Um caso de invasão de privacidade, envolvendo uma equipe feminina na Áustria, movimentou o noticiário esportivo da Europa.

O jornal inglês Guardian publicou que uma investigação sobre pornografia infantil e exploração sexual feita por autoridades alemãs e suíças identificou vídeos e fotos feitos sem autorização, por meio de câmeras escondidas no vestiário do clube (área comum e chuveiros), de jogadoras do Altach, da cidade de mesmo nome.

A Justiça austríaca teve conhecimento, assim como o clube, que desligou o funcionário acusado do crime. Ele não teve o nome ou idade divulgados, só a nacionalidade (suíça).

No julgamento, em tribunal regional, o homem admitiu o ato e disse estar arrependido. Recebeu pena de sete meses de prisão (a ser cumprida em liberdade condicional) e multa de 1.200 euros (R$ 7.300). Além disso, precisará pagar 625 euros (R$ 4.000) a cada atleta que teve a privacidade violada –teriam sido cerca de 30, algumas menores de idade.

Durante as oitivas, as jogadoras, que tinham convívio cotidiano com o acusado, divulgaram um comunicado: “Durante anos ele nos disse que o vestiário era a nossa casa, mas essa casa foi destruída por alguém que pensávamos fazer parte dessa família. O que aconteceu foi uma puxada de tapete”.

A pena foi considerada branda e gerou revolta. “Não me parece uma mensagem forte o suficiente para afirmar que isso não é tolerado em nossa sociedade”, afirmou a meia Eleni Rittmann, 25. “Afetou nossa vida tão profundamente que algumas de nós não se sentem mais seguras.”

Pouco entendo de leis, mas me parece uma sanção de fato insuficiente para desestimular outras pessoas a replicarem a atitude criminosa. O clube, incrível, saiu ileso ao alegar desconhecimento da ilicitude. Depois, como se fosse o bastante, ofereceu apoio psicológico às vítimas.

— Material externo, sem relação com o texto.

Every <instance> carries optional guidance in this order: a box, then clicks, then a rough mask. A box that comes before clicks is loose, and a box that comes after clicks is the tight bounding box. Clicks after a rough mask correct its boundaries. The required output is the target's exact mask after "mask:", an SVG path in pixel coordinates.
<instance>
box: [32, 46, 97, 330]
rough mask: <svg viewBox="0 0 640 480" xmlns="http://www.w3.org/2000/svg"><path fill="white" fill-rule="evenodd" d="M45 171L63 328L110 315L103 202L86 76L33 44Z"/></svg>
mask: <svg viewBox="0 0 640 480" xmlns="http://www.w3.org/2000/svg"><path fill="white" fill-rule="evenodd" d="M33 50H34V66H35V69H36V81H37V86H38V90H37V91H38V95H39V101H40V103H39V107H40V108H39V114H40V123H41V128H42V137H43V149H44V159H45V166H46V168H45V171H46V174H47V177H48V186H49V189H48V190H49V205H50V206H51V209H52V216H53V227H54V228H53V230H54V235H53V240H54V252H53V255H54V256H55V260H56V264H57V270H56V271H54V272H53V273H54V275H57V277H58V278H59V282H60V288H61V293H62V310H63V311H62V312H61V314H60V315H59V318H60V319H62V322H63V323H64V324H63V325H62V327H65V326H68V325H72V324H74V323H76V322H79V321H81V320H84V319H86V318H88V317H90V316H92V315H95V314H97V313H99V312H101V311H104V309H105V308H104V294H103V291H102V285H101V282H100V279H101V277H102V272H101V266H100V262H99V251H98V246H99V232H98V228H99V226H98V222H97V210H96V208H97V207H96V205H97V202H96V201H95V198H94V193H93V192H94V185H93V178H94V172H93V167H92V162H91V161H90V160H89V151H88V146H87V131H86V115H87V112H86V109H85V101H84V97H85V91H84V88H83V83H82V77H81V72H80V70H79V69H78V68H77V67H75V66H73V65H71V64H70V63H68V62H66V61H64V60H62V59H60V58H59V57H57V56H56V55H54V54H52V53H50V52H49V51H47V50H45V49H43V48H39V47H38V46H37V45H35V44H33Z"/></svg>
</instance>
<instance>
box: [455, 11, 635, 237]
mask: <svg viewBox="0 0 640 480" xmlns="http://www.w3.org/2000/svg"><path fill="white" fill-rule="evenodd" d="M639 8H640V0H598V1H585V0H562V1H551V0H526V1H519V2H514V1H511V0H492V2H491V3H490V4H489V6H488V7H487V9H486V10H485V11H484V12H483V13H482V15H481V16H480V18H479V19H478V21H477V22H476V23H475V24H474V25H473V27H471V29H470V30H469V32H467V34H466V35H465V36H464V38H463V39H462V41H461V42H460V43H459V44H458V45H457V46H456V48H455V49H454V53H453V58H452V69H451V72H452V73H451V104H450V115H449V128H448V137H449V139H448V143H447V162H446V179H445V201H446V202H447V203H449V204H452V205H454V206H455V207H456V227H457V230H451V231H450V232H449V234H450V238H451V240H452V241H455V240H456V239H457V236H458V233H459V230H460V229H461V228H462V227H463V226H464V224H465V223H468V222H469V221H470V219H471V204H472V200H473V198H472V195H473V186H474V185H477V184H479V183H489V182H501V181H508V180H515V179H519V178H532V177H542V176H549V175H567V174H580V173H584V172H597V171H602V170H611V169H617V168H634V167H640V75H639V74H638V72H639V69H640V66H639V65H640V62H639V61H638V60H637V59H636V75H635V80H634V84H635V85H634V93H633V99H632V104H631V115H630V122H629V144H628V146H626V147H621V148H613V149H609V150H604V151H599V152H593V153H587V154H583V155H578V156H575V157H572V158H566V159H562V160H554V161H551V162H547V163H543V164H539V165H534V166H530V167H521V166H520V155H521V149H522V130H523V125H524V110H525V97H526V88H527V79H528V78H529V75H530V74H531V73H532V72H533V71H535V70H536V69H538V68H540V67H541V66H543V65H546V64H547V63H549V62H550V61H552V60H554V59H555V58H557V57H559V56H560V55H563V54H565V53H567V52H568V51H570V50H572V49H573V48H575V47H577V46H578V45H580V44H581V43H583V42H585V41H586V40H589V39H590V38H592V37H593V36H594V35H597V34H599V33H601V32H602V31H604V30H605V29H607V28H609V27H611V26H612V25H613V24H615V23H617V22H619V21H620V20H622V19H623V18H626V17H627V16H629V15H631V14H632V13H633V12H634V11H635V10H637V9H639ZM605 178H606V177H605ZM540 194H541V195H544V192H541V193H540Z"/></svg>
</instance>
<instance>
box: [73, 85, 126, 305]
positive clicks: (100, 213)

O que deve ser questionado à luz desse “Big Brother fora da lei”, pois trata-se de bisbilhotagem clandestina, é: mundo afora, os vestiários oferecem segurança adequada para que os jogadores, incluindo crianças e adolescentes, possam se trocar, tomar banho, sem que imagens suas parem na internet, na “dark web”? De quem é a responsabilidade?

A resposta para a primeira pergunta é “não”. Se estivessem seguros, a história no Altach inexistiria. A resposta para a segunda pergunta é “de cada clube”.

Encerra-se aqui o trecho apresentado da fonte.